Perhaps they consciously decided to follow the noxious lead of Senate Majority Leader Chuck Schumer (DNY), who threatened two of the justices on March 2nd this now-famous comment:
I want to tell you, Gorsuch; I want to tell you, Kavanaugh: You have released the whirlwind and you will pay the price. You won't know what hit if you go forward with these awful decisions.
Schumer yelled that threat into a bullhorn on the steps of the Court itself.
The country has grown accustomed to this kind of bullying and hyperbolic rhetoric from Schumer. But even more disturbing, at least to me, are the multiple personal attacks from Breyer, Sotomayor and Kagan in their dissent in the abortion case. I don't think anything like what they wrote has ever appeared before in a Supreme Court decision.
Below are four such attacks from the dissent that I copied, along with citations to where they appear [emphasis added by me]:
1. Dissent, p.5 [full .pdf at p.152]: So one of two things must be true. Either the majority does not really believe in its own reasoning. Or if it does, all rights that have no history stretching back to the mid-19th century are insecure. Either the mass of the majority’s opinion is hypocrisy, or additional constitutional rights are under threat. It is one or the other.

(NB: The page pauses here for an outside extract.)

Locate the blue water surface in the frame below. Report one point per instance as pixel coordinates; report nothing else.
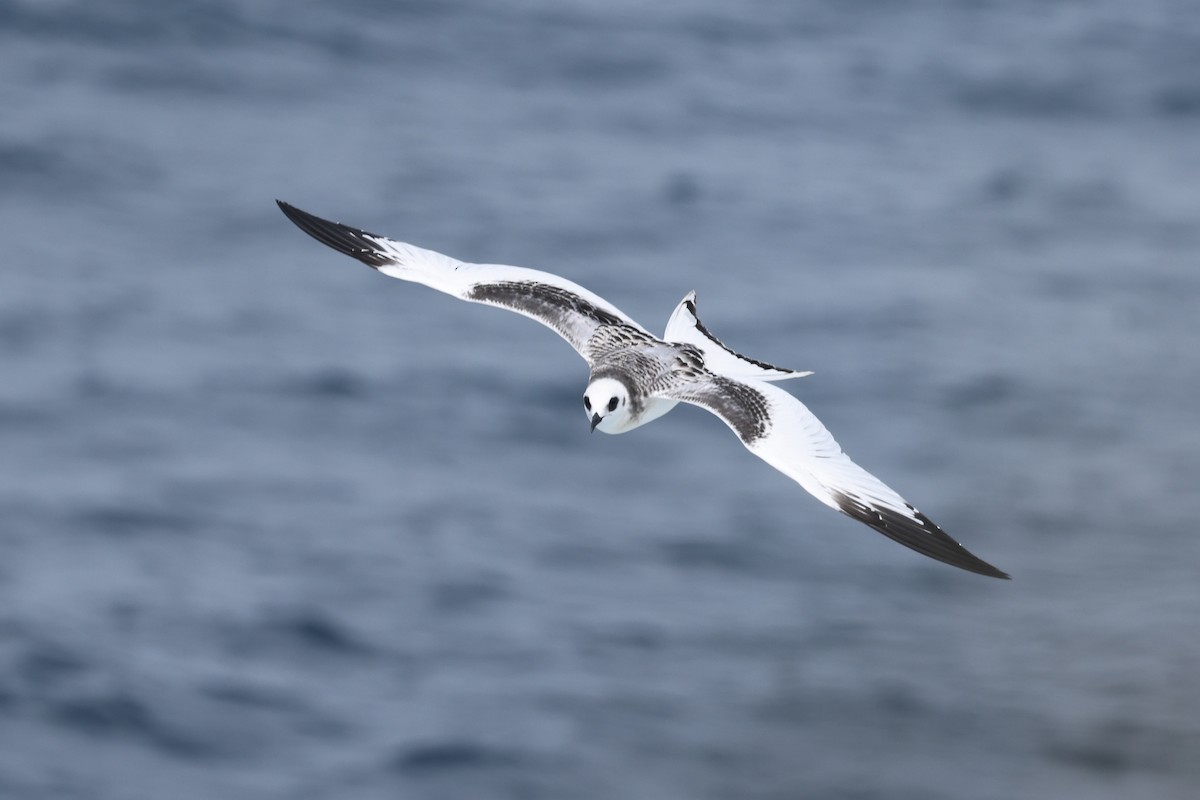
(275, 527)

2. Dissent, p.6 [full .pdf at p.153}: The Court reverses course today for one reason and one reason only: because the composition of this Court has changed. Stare decisis, this Court has often said, “contributes to the actual and perceived integrity of the judicial process” by ensuring that decisions are “founded in the law rather than in the proclivities of individuals.” Payne v. Tennessee, 501 U. S. 808, 827 (1991); Vasquez v. Hillery, 474 U. S. 254, 265 (1986). Today, the proclivities of individuals rule. The Court departs from its obligation to faithfully and impartially apply the law. We dissent.
3. Dissent, p.11 [full .pdf at p.158]: We make one initial point about this analysis in light of the majority’s insistence that Roe and Casey, and we in defending them, are dismissive of a “State’s interest in protecting prenatal life.” Ante, at 38. Nothing could get those decisions more wrong.
4. Dissent, p.14 [full .pdf at p.161]: As an initial matter, note a mistake in the just preceding sentence. We referred there to the “people” who ratified the Fourteenth Amendment: What rights did those “people” have in their heads at the time? But, of course, “people” did not ratify the Fourteenth Amendment. Men did. So it is perhaps not so surprising that the ratifiers were not perfectly attuned to the importance of reproductive rights for women’s liberty, or for their capacity to participate as equal members of our Nation. Indeed, the ratifiers—both in 1868 and when the original Constitution was approved in 1788—did not understand women as full members of the community embraced by the phrase “We the People.”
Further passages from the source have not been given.